SUMM: Problems displaying accented characters with more and mail

From: Guy Dallaire <dallaire_at_total.net>
Date: Tue, 29 Apr 1997 14:02:35 -0400

Thanks to the many people who replied. I cannot name everybody. Here is the
original post as well as the solutions:

--------- Original Post ----------

I'm having a problems getting french accented characters to display
properly when I use the 'more' and 'mail'. The characters display OK when I
use 'cat' or 'vi'.

For example, if I edit a file with vi (call it foo.french) and that file
contains:

Le démon sera ici cet été

If I type more foo.french I get something like:

Le dimon sera ici cet iti.

If I mail the file and read it with mail, I get the same kinda junk.

Does anyone know how to fix it ?

----------------- SOLUTIONS -------------------------------------------------

One of the solution for the 'more' problem is to use 'more -v', or you can
also set the MORE environment variable to '-v'. The drawback is that some
other control characters (other than accents) could be printed and look
strange.

Another solution is to set the locale.
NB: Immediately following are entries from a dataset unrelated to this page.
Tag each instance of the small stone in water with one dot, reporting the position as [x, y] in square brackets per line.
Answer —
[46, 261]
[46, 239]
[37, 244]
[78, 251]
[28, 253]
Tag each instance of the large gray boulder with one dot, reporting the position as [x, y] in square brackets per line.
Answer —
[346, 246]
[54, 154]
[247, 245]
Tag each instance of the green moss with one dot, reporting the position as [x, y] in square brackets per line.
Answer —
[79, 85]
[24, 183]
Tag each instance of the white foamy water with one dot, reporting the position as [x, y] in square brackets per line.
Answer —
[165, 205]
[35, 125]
For example, for French Canada, you
can set and export LANG=fr_CA.ISO8859-1. That fixes the more problem but
NOT the mail problem. And it introduces a lot of changes in the behavior of
your programs like sort order, error messages and prompts, etc... We'll
stick to the dafeult setting, the C locale.

For the mail program, I've not found anything useful. The accented
characters do not display the same way in mail as they do with 'more'.


----------------- ANSWERS -------------------------------------------

> Le démon sera ici cet été

  This sentence appears OK with accented characters in the mail I received
  using Pine (which is surprising since usually Pine says something about
  "using ISO character set" etc.).

> If I type more foo.french I get something like:
> Le dimon sera ici cet iti.

  You may check the options of more. On my system we have a "type" command
  aliased to cat -v | more which displays control characters. The sense is
  to prevent escape sequences to garble the terminal. Your file appears as

  Le dM-imon sera ici cet M-itM-i

  So it looks like your accented e's are in fact meta-I (i.e. I believe
  ASCII i 7-bit with the 8th bit set)

> Does anyone know how to fix it ?

  Since I believe neither of us is of French mother tongue, I believe I
  may speak frankly. I believe that accented characters, as well as any
  other character with diacritic signs, like e.g. German Umlaut, shall
  not be used in electronic documents, particularly in "plain text" files.
  One should limit to the standard 7-bit ASCII set. Anything more is non
  standard. You may fix it FOR YOU, but it won't necessarily work for
  somebody else.

  All languages should have a mean to bypass special characters. For
  instance in German it is customary to use "ae" "oe" and "ue" instead
  of a,o,u with Umlaut. In Italian (MY mother tongue) accented vowels
  are used (though exclusively on the last character of some accented
  words), but when newcomers to the net (the guys with a PC and an italian
  keyboard) use them the results are weird (vary from your example to
  funny things stuffed with =2E and worse). The traditional way used since
  ages by scientists and engineer which used computers since ever, is to
  replace the accent with an apostrophe (i.e. citta', tribu', etc.).
  I tried to use the same for a French text (i.e. put an apostrophe instead
  of an accent on the last letter, and ignore all other accents), but a
  friend who was born in France told me that the "official" way should be
  to remove ALL accents wherever located.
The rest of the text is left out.